Weakly supervised object localization (WSOL) relaxes the requirement of dense annotations for object localization by using image-level classification masks to supervise its learning process. However, current WSOL methods suffer from excessive activation of background locations and need post-processing to obtain the localization mask. This paper attributes these issues to the unawareness of background cues, and propose the background-aware classification activation map (B-CAM) to simultaneously learn localization scores of both object and background with only image-level labels. In our B-CAM, two image-level features, aggregated by pixel-level features of potential background and object locations, are used to purify the object feature from the object-related background and to represent the feature of the pure-background sample, respectively.

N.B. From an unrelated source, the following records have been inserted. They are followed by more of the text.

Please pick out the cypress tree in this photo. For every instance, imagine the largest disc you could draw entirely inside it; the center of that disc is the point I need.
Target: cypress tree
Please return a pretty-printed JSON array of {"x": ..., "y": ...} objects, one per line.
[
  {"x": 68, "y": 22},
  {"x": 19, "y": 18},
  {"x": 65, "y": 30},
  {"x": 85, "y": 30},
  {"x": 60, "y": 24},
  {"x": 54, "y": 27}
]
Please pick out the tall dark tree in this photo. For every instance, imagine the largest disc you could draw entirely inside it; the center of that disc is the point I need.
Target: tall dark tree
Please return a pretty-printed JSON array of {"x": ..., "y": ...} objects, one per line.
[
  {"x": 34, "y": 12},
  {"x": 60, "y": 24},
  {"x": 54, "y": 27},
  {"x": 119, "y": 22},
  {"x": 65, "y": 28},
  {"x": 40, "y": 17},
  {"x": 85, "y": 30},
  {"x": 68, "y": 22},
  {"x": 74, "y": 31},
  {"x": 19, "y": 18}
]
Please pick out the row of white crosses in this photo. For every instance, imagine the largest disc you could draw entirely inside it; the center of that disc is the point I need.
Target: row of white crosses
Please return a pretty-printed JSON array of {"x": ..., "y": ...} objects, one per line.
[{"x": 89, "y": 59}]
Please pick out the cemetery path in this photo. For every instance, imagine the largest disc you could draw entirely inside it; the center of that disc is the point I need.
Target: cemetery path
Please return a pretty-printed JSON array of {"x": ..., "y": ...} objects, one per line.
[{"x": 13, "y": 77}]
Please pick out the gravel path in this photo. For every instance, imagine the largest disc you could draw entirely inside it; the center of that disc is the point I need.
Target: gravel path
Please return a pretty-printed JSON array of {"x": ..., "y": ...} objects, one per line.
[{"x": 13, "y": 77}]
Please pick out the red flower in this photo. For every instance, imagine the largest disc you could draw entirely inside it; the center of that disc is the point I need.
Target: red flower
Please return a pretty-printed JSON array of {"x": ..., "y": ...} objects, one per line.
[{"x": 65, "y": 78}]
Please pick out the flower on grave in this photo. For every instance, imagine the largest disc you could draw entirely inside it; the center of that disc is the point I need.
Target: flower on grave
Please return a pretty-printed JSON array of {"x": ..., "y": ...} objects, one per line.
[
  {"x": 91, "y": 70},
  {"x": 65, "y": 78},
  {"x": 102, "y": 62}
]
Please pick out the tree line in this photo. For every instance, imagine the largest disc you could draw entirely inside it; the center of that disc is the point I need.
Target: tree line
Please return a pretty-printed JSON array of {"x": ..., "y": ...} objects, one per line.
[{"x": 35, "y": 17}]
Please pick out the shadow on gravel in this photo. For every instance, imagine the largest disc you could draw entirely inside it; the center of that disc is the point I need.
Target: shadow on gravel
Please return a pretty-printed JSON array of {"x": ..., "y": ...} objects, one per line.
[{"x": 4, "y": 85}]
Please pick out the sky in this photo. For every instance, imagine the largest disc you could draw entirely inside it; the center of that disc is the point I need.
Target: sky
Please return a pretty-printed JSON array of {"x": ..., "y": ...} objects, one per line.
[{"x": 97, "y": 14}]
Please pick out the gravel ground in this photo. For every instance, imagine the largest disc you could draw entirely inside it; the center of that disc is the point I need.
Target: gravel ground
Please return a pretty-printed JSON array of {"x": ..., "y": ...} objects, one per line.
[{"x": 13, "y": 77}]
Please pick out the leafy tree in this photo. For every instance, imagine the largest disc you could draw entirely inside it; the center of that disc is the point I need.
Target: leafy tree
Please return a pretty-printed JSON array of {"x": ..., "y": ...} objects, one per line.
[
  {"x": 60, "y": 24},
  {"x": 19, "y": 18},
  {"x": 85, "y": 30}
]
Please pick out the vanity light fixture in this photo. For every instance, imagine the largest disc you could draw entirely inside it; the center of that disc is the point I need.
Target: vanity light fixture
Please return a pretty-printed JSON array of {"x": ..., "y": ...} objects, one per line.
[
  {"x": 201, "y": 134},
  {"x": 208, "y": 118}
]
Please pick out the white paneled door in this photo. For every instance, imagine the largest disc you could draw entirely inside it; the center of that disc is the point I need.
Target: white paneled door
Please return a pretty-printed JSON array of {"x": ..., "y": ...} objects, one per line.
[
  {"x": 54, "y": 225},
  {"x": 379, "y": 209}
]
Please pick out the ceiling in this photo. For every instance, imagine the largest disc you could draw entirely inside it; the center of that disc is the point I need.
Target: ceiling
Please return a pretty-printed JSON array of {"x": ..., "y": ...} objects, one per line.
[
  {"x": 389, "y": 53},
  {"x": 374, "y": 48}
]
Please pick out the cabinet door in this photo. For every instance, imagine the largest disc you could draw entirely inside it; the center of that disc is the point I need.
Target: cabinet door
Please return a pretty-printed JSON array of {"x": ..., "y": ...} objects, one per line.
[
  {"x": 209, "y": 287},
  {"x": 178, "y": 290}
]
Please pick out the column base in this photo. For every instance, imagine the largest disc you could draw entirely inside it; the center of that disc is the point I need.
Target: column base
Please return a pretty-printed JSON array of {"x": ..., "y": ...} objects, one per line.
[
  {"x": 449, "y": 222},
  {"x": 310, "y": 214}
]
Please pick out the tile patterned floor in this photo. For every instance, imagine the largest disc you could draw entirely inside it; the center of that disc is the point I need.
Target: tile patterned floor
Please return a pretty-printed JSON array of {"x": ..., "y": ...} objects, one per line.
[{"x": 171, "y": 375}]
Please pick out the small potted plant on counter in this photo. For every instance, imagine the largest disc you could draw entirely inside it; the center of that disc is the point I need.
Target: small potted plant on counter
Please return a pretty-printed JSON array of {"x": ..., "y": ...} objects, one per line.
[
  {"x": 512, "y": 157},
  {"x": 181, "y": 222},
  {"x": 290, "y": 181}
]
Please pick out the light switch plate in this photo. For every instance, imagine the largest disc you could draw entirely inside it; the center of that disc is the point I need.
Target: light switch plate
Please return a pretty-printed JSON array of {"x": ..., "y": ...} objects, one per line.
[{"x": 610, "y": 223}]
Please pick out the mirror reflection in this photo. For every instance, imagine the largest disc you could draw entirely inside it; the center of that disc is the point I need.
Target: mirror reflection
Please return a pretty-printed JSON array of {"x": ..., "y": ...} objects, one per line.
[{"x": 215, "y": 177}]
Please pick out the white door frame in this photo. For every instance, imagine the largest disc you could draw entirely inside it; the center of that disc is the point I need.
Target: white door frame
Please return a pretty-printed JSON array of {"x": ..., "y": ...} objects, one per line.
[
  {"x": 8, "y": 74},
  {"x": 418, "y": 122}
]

Then based on these two features, both the object classifier and the background classifier are learned to determine the binary object localization mask. Our B-CAM can be trained in end-to-end manner based on a proposed stagger classification loss, which not only improves the objects localization but also suppresses the background activation. Experiments show that our B-CAM outperforms one-stage WSOL methods on the CUB-200, OpenImages and VOC2012 datasets.